Another important aspect of Rushdie’s writing is his voice as a diasporic  writer. Diaspora in the 21st century literary world means not just physical dislocation from the original country, but also cultural relocation and re-identification. According to post-colonial literary scholar Elleke Boehmer, diaspora refers to descendants of the migrants. In this sense, Rushdie does not belong to diaspora. However, his strong body of work and his stronger voice has placed him firmly on the upper rung of Indian diaspora. He is one of the most influential English writers of Indian origin belonging to the post-Independence era.




In The Ground Beneath Her Feet, Rushdie’s sixth novel published in 1999, he wrote: “India, my terra infirma…India, my too-muchness, my everything at once, my mother, my father and my first great truth…India, fount of my imagination, source of my savagery, breaker of my heart. Goodbye.”

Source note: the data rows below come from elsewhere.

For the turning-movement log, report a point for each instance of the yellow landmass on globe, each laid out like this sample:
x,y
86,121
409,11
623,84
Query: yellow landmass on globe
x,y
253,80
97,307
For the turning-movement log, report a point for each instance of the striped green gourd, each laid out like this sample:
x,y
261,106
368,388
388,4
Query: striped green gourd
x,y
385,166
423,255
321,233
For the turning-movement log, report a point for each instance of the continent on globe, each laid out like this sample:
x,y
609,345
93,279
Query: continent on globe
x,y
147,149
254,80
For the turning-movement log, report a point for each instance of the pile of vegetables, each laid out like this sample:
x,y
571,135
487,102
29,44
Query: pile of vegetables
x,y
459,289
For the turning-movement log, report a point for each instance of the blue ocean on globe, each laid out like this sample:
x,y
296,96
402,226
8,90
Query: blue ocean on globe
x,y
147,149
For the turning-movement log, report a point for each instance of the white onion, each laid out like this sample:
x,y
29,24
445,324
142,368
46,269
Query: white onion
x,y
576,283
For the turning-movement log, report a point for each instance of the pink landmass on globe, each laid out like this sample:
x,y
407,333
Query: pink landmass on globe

But Rushdie has never really said goodbye to India. He keeps revisiting, in real life and in fiction. In Two Years…, Geronimo, who was born in Bombay, wishes he had “never become detached from the place he was born”. He “wished his feet had remained planted on that beloved ground, wished he could have been happy all his life in those childhood streets, and grown into an old man there and known every paving stone, every betel-nut vendor’s story, every boy selling pirated novels at traffic lights.”

While Satanic Verses, his fourth novel published in 1988, catapulted him into literary notoriety, it was Midnight’s Children that gave him a diasporic identity. Being an expatriate, he has dealt with issues of displacement and alienation in his writing, albeit in his signature roundabout way. For an author of Indian origin (who was coincidently born on the eve of India’s independence, ergo a midnight’s child himself, “handcuffed to history”), writing fiction that spans across countries, cultures and ideologies without a reference to colonialism, is like wearing glasses and pretending to be blind. Rushdie chose not to be blind and he chose not to pretend in his writings. His works unabashedly speak about the effects of colonialism — be it through the narrative, the technique, the characters or the inspirations.